TensorRT's 200% Speed Boost with a Catch: Accelerating Neural Networks using NVIDIA Technology
Can you really generate image twice as fast? Is it even possible to boost the performance to such a scale without upgrading your GPU hardware?
This article will highlight the potential benefits and potential trade-offs in utilizing TensorRT for image generation in Stable Diffusion context. I will use A1111 as an graphic user interface for SD.
- Update: NVIDIA TensorRT Extension
- The Need for Speed in Image Generation
- Installation of TensorRT in A1111
- TensorRT in A1111: A Case Study
- Using PhotomatixRT Experimental Model
- The Catch: Balancing Speed and Quality
- Future Directions and Conclusion
- When RT Model is Not Working: Issues and Solutions
- References
Update: NVIDIA TensorRT Extension
NVIDIA published a new extension with different functionality and setup, read the article here. It supports SDXL models and higher resolutions, but lacks some features (like LoRA baking).
The Need for Speed in Image Generation
First things first: Utilizing a custom TensorRT SD U-net truly halves the generating time (the results may vary for the specific application, the inference speedup should be theoretically more than 30x). It does not work with SDXL (yet), possibly due to novel conditioning schemes of XL models or memory constraints. Also, the building process is GPU specific, so the TensorRT can be limited on the GPU model architecture it was built on.
Due to the resolution of outputs generated by a TensorRT model, LoRA and token count limitations, the usual workflows cannot be fully employed. Despite this limitation, it is still possible to create a very detailed image (as seen in the galleries).
The limits at the moment can be a decisive factor for a lot of users. Also it is an experiment for daring and rather advanced users (at the present). However, integrating TensorRT into the pipeline is possible even now — for specific uses. Lets take a look at the examples and a brief tutorial.
Installation of TensorRT in A1111
I suppose you have NVIDIA RTX card (which takes an advantage of the TensorRT technology) in this article. How to start with TensorRT models in A1111 in three easy steps:
Step 1: Install A1111
Create a new installation of A1111 in SDRT folder (optional but really recommended). You may read full article on A1111 SD installation here or follow the basic steps (if you have all prerequisities already installed):
- Create folder SDRT (name it as you wish), and run
cmd
terminal within it - Enter
git clone https://github.com/AUTOMATIC1111/stable-diffusion-webui.git
- Run A1111 once to finish installation (takes much longer, it is downloading a lot of files)

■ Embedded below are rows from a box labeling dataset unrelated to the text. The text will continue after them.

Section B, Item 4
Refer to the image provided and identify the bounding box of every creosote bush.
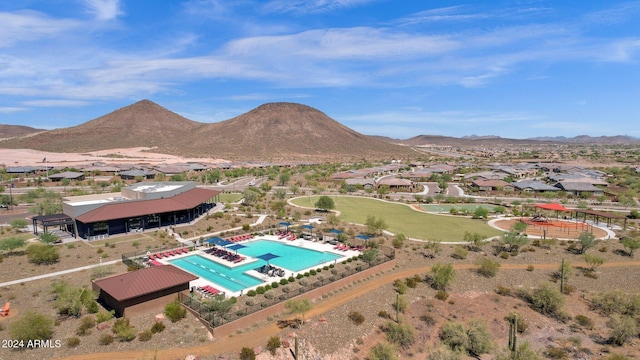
[478,258,500,277]
[164,300,187,322]
[67,336,80,348]
[151,321,165,334]
[347,311,364,325]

- Get your SD models (the one you will be experiment with is enough) into stable-diffusion-webui/models/Stable-diffusion, embedings into stable-diffusion-webui/embedings/, LoRAs into stable-diffusion-webui/models/Lora, VAE and upscalers into their proper folders and so on.
Step 2: Install TensorRT Extension
You can find the extension in Extensions/Available/Load from, search for TensorRT. Aternatively, the github page is https://github.com/AUTOMATIC1111/stable-diffusion-webui-tensorrt. Install and restart A1111.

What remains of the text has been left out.